There have been major advancements in treatments for both depression and bipolar
disorder (or manic depression) in the past twenty years. Before your mental health
care professional prescribes medication for you, he or she should make sure that
your condition is not associated with any other medical problems. Once your doctor
decides that you are a good candidate for a medication regimen, they should explain
how the medication will work and the possible side effects you may encounter.
This is the time to inquire about the medications that your doctor is prescribing
-- don't be afraid to ask questions about your treatment.
Usually, if you are diagnosed with depression, your doctor will prescribe a
serotonin reuptake inhibitor (SRI). Today, most people are familiar with the most
popular of this family of the "designer" drugs -- Prozac (its chemical
name is fluoxetine). Prozac has been heralded as an "emotional Band-Aid"
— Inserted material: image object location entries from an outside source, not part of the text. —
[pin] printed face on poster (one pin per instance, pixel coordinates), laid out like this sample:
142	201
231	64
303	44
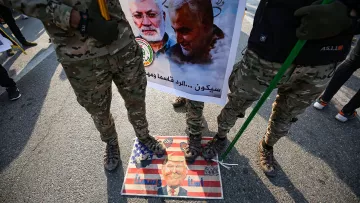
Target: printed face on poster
170	175
189	46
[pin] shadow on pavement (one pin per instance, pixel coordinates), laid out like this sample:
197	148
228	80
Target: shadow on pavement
281	180
19	118
336	143
115	181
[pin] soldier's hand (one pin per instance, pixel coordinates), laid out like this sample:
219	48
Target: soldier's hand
97	27
322	21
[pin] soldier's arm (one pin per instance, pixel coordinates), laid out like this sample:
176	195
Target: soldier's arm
46	10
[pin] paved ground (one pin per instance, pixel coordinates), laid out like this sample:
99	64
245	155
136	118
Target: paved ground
50	150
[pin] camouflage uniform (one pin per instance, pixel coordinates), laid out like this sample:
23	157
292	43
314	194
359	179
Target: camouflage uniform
250	78
92	66
92	79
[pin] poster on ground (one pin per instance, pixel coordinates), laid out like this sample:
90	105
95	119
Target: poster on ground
189	46
170	175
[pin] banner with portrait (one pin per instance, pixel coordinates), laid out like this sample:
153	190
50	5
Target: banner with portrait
170	175
189	46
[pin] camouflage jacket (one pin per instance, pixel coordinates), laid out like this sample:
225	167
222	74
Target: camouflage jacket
70	45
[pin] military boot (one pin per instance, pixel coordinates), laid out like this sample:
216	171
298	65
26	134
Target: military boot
112	155
193	150
267	161
214	147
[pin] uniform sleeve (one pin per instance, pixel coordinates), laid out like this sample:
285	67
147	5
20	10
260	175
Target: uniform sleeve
45	10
and cure-all for depression, but you might also be treated with Zoloft, Effexor,
Paxilor, Wellbutrin, or Serzone. The problem with some of these drugs is that
when they are used to combat depression in the case of a bipolar patient, it can
induce mania and rapid cycling. For me, taking Prozac fueled my mania and put
me into very dangerous situations. For the most severe cases of depression, MAOIs
(monoamine oxidase inhibitors) are used -- these are the strongest antidepressants
available. Finally, you should be aware that your medication may have side effects
including drowsiness, weight gain, dry mouth and constipation. These medications
may also interfere with your sex drive.
Luckily most bipolar patients respond well to lithium, and need only to take
this one medication to control their illness. For the others who have no success
with lithium, there are other mood stabilizing medications, primarily Depakote
(its chemical name is divalproex sodium), which is used to control mania (it is
also used for seizures). In conjunction with lithium, it usually stabilizes the
bipolar patient. Other medications that can be used in conjunction with lithium
are Neurontin, Tegretol, Klonopin and Lamictal.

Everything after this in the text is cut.